If you’ve had a mastectomy or lumpectomy after a breast cancer diagnosis and would like to restore your breast shape and appearance, surgical breast reconstruction is worth considering.
 

What's Breast Reconstruction?

Breast reconstruction uses plastic surgery techniques to help you look and feel more like yourself again. It often involves several procedures performed at separate times and can either begin at the time of your mastectomy or be delayed, depending on your individual circumstances and preferences.
 

Breast Reconstruction Options

The type of mastectomy you had, your cancer treatments and your body type should be taken into consideration when choosing which option is best for you. Symmetry (balance) is also important in breast reconstruction.
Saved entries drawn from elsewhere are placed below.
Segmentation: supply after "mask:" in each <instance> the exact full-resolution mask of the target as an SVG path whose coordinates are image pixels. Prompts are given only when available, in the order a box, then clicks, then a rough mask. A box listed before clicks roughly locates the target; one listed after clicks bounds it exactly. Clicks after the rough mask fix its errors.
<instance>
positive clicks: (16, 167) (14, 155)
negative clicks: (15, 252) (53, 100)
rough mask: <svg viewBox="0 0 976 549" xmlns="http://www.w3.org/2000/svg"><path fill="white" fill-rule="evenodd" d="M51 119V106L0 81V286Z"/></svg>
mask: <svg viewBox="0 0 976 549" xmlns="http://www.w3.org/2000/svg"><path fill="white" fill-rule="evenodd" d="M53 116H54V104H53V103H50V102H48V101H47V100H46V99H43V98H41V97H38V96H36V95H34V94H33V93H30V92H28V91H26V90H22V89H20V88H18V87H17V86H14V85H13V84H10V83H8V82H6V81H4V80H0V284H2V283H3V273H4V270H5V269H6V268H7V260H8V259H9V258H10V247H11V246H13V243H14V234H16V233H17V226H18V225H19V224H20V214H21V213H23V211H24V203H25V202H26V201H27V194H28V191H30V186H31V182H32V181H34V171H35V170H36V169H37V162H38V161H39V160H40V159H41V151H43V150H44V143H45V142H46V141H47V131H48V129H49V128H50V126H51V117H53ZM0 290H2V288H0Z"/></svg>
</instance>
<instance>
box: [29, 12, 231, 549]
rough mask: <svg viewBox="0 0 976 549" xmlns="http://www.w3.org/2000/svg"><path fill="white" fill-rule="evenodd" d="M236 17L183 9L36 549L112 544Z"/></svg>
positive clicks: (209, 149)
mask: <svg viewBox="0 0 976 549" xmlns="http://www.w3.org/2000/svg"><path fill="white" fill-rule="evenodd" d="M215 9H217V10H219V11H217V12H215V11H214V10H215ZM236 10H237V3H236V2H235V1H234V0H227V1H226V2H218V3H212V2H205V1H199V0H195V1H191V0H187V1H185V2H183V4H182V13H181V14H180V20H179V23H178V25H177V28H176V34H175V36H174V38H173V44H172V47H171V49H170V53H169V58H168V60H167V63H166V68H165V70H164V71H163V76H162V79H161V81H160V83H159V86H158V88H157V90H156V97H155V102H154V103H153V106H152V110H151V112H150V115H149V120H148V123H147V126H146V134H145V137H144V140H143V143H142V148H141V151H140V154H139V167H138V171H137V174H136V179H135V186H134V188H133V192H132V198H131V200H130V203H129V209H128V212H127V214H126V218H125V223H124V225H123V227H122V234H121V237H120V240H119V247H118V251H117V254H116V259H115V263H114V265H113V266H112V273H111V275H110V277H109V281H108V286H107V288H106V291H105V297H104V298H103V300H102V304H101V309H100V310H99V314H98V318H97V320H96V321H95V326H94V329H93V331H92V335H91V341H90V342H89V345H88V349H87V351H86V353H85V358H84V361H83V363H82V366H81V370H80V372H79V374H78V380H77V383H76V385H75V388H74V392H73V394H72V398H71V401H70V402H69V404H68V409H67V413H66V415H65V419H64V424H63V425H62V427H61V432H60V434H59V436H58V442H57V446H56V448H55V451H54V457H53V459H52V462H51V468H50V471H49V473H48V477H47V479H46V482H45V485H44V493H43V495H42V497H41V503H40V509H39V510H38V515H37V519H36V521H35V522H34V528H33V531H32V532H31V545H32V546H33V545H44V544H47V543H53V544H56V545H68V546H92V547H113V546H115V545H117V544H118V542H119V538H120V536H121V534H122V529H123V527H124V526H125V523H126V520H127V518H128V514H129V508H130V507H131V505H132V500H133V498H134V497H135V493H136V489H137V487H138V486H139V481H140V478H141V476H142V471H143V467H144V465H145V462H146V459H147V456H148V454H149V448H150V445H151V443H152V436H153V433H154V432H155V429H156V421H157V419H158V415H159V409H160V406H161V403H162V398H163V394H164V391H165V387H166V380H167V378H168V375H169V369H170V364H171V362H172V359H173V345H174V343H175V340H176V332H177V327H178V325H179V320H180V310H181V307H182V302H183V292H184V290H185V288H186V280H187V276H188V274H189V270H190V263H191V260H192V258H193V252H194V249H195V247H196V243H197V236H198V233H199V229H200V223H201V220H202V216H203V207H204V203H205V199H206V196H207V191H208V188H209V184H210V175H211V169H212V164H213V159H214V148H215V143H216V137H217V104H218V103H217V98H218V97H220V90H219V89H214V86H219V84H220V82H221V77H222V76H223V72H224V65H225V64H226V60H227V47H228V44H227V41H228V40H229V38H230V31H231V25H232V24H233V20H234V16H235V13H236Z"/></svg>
If only one of your breasts has been affected, you may also choose to have a breast lift, reduction or augmentation on the opposite breast to improve the balance of size, shape and position of both breasts.
 
We know there are a lot of decisions to make while dealing with breast cancer, and our trusted specialists will discuss all your options with you so you can make an informed decision during this challenging time.
 

Breast Reconstruction with Implants

Implant reconstruction uses saline or silicone breast implants placed on top or under your chest muscle to help form a new breast mound. Since the skin of your breast may also be removed during a mastectomy, implant reconstruction may also require using a tissue expander. A tissue expander stretches the remaining skin to create room for the implant. After it’s placed, the tissue expander is then gradually filled with saline by your plastic surgeon (over a number of weeks,) which stretches the skin. Implants typically need to be replaced after 10 to 20 years.
 

Breast Reconstruction Using Your Own Tissue

In flap reconstruction, AKA autologous reconstruction, tissue from another part of your body is used to form your new breast. This can be done at the time of your mastectomy (immediate reconstruction), or later as a separate procedure (delayed reconstruction). During flap reconstruction, your surgeon transfers a section of skin, muscle, fat and blood vessels from one part of your body to your chest to create a new breast mound. Sometimes, a breast implant may be added to get the preferred breast size.
 
Breast flap reconstruction surgery is complex and more extensive than mastectomy or implant reconstruction. This type of breast reconstruction results in larger incisions that take longer to heal, so they often require a longer recovery period and a longer hospital stay.
 

Types of Flap Breast Reconstruction

There are a number of flap breast reconstruction procedures available to reconstruct your breasts after a mastectomy. The tissue for your breast reconstruction could come from your abdomen, back or buttocks. Your surgeon will discuss the method that’s best for you based on your medical and surgical history.

In a TRAM flap procedure, your surgeon removes fat, skin, blood vessels and muscle from your lower abdomen to reconstruct your breasts. There are two types of TRAM flaps — a pedicled TRAM flap and a free TRAM flap.
 
In a pedicled (attached) TRAM flap, the muscle and tissue remain attached to their blood supply in your abdomen and are moved underneath the skin to your chest.

In a free TRAM flap, the tissues are detached from their blood supply then reattached to the blood vessels in your armpit area using microsurgery (surgery that repairs tiny, intricate structures like blood vessels and nerves.)

In a DIEP flap procedure, skin, fat and blood vessels are removed from your abdomen, leaving most of your abdominal muscle (rectus abdominis) in place.

Using a microscope, your surgeon will then connect the blood vessels in the flap to vessels in your chest and rebuild your breast. Reconnecting the vessels may also require your surgeon to remove a small part of a rib to attach the abdominal tissue to an artery and a vein in the chest.

The SIEA flap breast reconstruction removes skin, fat and blood vessels from your abdomen. It’s similar to a DIEP flap, but uses blood vessels that aren't as deep within your abdomen. This makes a SIEA flap a less invasive option.

However, not everyone has appropriate SIEA blood vessels for this surgery, so it’s important to discuss with your surgeon whether or not you’re a candidate for it.

The latissimus dorsi flap uses skin, fat and muscle from your upper back to reconstruct your breasts. The tissue from your back is removed and moved to your chest, with the arteries and veins still attached.

A gluteal flap is a procedure that takes tissue from your buttocks and transplants it to your chest. It may be an option for women who prefer tissue reconstruction but don't have enough extra tissue in their backs or abdomens.

A TUG flap uses skin, muscle and fatty tissue from the bottom of the buttocks to the inner thigh to reconstruct your breast. The muscle used from the inner thigh is called the gracilis and it’s one of four muscles that pull the thigh inward. However, this muscle can be used for your reconstruction without significant functional loss.

Breast reconstruction using your own tissue is done under general anesthesia and takes between 5 and 10 hours, depending on your case. Your surgeon will help you decide which type of flap breast reconstruction is right for you.